Ricorderemo che secondo l’ordinamento attuale il Prefetto rappresenta il potere esecutivo in tutta la provincia; esercita le attribuzioni a lui demandate dalle leggi, e veglia sul mantenimento dei diritti dell’autorità amministrativa elevando, ove occorra, i conflitti di giurisdizione secondo la legge 20 novembre 1859 n. 3780; provvede alla pubblicazione ed alla esecuzione delle leggi; veglia sull’andamento di tutte le Pubbliche Amministrazioni, ed in caso d’urgenza fa i provvedimenti che crede indispensabili nei diversi rami del servizio; sopraintende alla pubblica sicurezza, ha il diritto di disporre della forza pubblica, e di richiedere la forza armata; dipende dal Ministro dell’Interno, e ne esegue le istruzioni“.

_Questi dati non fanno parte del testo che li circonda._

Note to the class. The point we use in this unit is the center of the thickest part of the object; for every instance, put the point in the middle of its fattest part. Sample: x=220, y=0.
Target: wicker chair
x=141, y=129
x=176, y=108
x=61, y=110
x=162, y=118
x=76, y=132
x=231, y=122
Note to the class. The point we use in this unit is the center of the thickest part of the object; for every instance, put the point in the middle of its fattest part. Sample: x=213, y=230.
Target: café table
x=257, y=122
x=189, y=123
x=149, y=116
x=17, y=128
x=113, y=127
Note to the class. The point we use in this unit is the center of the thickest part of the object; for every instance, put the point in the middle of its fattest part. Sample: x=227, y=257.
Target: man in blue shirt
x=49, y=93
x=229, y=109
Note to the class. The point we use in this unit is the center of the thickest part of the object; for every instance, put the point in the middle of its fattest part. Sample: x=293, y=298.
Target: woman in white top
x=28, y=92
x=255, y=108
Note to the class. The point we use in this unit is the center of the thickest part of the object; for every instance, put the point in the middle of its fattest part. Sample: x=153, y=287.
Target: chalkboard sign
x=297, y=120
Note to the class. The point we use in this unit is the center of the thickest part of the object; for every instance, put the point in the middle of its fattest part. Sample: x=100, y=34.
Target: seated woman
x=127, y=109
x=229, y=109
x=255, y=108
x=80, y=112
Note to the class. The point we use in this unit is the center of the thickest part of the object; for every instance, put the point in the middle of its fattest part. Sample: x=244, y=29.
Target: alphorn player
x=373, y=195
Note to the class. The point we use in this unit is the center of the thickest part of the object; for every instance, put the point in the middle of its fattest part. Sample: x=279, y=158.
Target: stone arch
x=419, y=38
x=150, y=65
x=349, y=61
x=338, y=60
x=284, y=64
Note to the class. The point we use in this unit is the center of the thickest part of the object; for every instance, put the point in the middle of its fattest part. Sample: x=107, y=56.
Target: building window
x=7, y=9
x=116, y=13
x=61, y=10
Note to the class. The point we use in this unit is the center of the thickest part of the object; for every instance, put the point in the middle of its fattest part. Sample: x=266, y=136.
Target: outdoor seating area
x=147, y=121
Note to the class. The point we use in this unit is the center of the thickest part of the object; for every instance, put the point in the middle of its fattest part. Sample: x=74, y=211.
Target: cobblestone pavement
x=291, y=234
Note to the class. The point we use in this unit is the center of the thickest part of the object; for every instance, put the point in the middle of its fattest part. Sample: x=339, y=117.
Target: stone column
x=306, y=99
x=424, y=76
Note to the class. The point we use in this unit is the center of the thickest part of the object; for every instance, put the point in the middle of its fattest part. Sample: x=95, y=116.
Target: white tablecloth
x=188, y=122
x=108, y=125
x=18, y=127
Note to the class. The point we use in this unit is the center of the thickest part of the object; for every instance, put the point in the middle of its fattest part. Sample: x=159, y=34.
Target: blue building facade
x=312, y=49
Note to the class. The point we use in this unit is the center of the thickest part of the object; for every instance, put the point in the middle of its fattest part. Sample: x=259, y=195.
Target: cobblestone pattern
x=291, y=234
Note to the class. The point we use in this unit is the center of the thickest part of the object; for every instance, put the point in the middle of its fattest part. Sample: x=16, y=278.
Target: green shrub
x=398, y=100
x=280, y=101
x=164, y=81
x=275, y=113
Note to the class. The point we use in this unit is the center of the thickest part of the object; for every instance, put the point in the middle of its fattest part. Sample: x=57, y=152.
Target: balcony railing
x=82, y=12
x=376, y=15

La funzione fondamentale del Prefetto è quella di rappresentare il potere esecutivo, in altre parole il Governo nel suo insieme, nella provincia: è questa la pietra angolare dell’istituto sulla quale si fonda il conferimento di innumerevoli attribuzioni. Nel periodo liberale non vi fu legge riguardante l’amministrazione periferica dello Stato che non chiamasse in causa il Prefetto. I compiti più importanti del Prefetto durante il periodo liberale furono il controllo degli Enti Locali e la tutela dell’ordine e della sicurezza pubblica. Il Prefetto era nominato con decreto reale, su deliberazione del Consiglio dei Ministri adottata sulla proposta del Ministro dell’Interno, con lo stesso procedimento era traslocato da una sede all’altra.

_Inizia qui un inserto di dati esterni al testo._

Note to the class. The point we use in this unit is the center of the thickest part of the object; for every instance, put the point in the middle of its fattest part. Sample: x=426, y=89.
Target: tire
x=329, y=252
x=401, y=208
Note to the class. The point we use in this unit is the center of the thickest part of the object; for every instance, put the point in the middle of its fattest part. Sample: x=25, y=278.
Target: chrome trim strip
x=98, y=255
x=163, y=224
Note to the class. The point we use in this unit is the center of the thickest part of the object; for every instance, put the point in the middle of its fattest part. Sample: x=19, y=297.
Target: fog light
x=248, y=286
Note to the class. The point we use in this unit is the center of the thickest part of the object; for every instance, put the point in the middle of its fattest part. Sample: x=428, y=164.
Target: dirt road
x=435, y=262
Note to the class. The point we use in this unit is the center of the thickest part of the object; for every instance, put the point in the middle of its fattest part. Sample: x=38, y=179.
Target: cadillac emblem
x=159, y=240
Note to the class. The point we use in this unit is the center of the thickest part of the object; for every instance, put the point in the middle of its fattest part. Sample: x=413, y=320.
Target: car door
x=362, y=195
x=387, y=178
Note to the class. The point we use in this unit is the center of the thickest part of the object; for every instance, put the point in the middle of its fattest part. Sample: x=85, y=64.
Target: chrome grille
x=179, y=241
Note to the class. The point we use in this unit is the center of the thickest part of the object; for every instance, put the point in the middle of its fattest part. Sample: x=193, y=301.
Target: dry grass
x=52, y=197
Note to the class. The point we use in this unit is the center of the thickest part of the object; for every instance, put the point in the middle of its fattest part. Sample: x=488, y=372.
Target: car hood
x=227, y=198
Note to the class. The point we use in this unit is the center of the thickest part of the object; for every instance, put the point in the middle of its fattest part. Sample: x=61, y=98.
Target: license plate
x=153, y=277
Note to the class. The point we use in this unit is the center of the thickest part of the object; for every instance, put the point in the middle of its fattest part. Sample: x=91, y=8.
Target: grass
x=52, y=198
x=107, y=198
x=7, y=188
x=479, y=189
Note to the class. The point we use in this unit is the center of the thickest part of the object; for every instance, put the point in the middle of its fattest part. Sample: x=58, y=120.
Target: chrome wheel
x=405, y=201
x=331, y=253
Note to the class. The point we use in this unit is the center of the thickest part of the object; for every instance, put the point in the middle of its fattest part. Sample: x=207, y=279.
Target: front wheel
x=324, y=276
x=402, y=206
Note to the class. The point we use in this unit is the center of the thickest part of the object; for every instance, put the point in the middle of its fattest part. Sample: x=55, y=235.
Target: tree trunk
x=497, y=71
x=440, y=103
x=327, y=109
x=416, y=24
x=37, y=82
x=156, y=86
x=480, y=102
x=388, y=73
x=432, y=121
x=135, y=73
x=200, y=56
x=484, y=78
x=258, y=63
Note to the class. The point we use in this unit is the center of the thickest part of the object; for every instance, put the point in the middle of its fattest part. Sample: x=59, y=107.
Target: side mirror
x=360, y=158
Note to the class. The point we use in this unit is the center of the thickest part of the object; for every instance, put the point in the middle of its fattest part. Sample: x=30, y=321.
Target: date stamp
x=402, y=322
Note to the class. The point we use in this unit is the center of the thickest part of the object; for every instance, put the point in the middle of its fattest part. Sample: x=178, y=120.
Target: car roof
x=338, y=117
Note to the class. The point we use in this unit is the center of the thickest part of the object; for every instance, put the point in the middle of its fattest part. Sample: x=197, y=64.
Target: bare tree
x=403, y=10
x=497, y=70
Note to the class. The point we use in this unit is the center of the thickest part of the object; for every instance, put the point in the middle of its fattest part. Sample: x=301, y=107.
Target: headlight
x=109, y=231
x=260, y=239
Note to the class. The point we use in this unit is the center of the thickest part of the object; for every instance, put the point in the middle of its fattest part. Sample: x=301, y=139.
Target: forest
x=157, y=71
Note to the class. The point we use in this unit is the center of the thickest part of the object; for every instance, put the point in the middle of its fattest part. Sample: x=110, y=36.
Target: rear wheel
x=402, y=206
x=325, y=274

Il Governo aveva la più ampia discrezionalità nella scelta dei Prefetti, nessun requisito era prescritto per la nomina. La stessa discrezionalità aveva il Governo nel trasferire i Prefetti da una sede all’altra o nel destituirli. La scelta dei Prefetti avvenne, fino alla fine del secolo, nominando, specialmente nelle città più importanti, eminenti uomini politici, donde la denominazione “prefetti politici” e, nelle sedi minori, funzionari provenienti dalla carriera prefettizia, cioè consiglieri di prefettura o sottoprefetti, denominati “prefetti amministrativi o di carriera”. Dagli inizi del secolo XX, la scelta cadde prevalentemente sui funzionari della carriera prefettizia.
I Prefetti “politici” e quelli “amministrativi” furono però un corpo omogeneo. Il criterio di nomina corrispondeva alla concezione del Prefetto, considerato un amministratore piuttosto che un funzionario. Vittorio Emanuele Orlando mise in evidenza come il sistema misto nella scelta dei Prefetti fosse giustificato perché “la qualità di Prefetto, specialmente nelle grandi città, non richiede solo attitudini strettamente burocratiche, ma una mente vasta e direttiva, capace di intendere e di risolvere questioni d’indole piuttosto politica che amministrativa”.